Wednesday 19 October 2016

The Three-Cornered Wheel: Conclusion

"Kirsh" is indeed an abbreviation of "Krishna." It is rendered as "Krish" in The Van Rijn Method, p. 253.

Schuster subverts Ivanhoan theology by introducing the Kaballah. Part of his argument is that:

before the creation, no thinking, speaking creatures existed;
therefore, God's existence lacked the element of being observed and comprehended;
therefore, it was incomplete;
but the perfect God cannot be incomplete;
therefore, it was necessary for Him to create conscious beings that would be able to know Him.

The idea is that the Ivanhoans are unused to thinking outside their orthodoxy but some of them want to so dissension can be sown. But they need to hear Schuster's ingenuous arguments only to discard them! Surely God is believed to know and comprehend Himself? And why accept the premise of a perfect God in the first place?

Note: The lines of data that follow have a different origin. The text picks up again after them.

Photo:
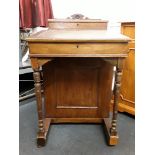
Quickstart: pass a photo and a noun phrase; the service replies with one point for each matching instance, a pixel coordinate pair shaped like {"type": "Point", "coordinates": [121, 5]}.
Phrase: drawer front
{"type": "Point", "coordinates": [75, 48]}
{"type": "Point", "coordinates": [78, 25]}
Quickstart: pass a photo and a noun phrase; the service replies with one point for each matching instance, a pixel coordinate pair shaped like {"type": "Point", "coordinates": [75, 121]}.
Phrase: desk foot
{"type": "Point", "coordinates": [111, 140]}
{"type": "Point", "coordinates": [42, 136]}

I do not understand the description of the wheelless wagon at the end of the story but why was Falkayn able to think of the constant-width polygon when the Engineer was unable to?

In "The Three-Cornered Wheel," Falkayn is seventeen;
in "Wingless," his grandson, Nat, grows up and befriends Ythrians on Avalon;
in The People Of The Wind, their descendant, Tabitha Falkayn, grows up among Ythrians on Avalon;
in The Day Of Their Return, generations later, an Avalonian Ythrian spies on Aeneas;
in "Starfog," Daven Laure contacts descendants of Aenean rebels in another spiral arm -

- and that, unfortunately, is as far as the History of Technic Civilization extends.

6 comments:

Sean M. Brooks said...

Kaor, Paul!

God is infinitely perfect and infinitely happy and needs nothing. And I prefer Dante's explanation in the DIVINE COMEDY of why God created living, conscious beings: out of LOVE for His creation and a desire to see other beings, however lesser than Him, declare "I am" before Him.

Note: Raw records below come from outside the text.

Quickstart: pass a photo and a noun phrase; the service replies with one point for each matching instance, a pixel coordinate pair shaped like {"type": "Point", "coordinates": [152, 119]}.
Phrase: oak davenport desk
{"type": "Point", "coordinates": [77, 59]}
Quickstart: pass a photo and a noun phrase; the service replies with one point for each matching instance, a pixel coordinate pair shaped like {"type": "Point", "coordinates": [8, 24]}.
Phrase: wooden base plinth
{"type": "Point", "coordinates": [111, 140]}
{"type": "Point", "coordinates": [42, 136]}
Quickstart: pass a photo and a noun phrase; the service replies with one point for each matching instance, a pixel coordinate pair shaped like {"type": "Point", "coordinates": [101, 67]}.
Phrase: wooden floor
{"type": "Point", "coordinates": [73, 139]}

I remember the verbal description of constant width polygons given in "The Three Cornered Wheel, and I think I understood it. But I agree including some diagrams illustrating how such a thing could work is a good idea.

Sean

Paul Shackley said...

Sean,
I agree that, with Christian belief as a premise, love, not any kind of necessity, would be the reason for creation.
Paul.

Sean M. Brooks said...

Kaor, Paul!

And I also think it makes more logical sense as well. For God to create "compelled" by necessity would mean He is not truly God.

Sean

Jim Baerg said...

"I do not understand the description of the wheelless wagon at the end of the story but why was Falkayn able to think of the constant-width polygon when the Engineer was unable to?"

The 'wagon' was a flat bed resting on a series of rollers each with a cross section shaped as a Reuleaux triangle.
This video come close to the idea:
https://www.youtube.com/watch?v=jk0VpdH_S3Q
but in the story there was a mechanism to take a roller from the back of the wagon to the front so the flat bed wouldn't fall off the front.
Also in the story one of the other humans on Ivanhoe suggests that David Falkayn thought of it because he had run across the concept more recently in school.

Jim Baerg said...

BTW the story is mentioned in the Wikipedia article on Reuleaux triangles

Sean M. Brooks said...

Kaor, Jim!

Years ago, somewhere in the Internet, I came across an article discussing this Anderson story, with diagrams illustrating this use of constant-width polygons. They helped in making sense of Reuleaux triangles.

A COMPLETE COLLECTED WORKS OF POUL ANDERSON should include similar diagrams as an appendix to "The Three-Cornered Wheel."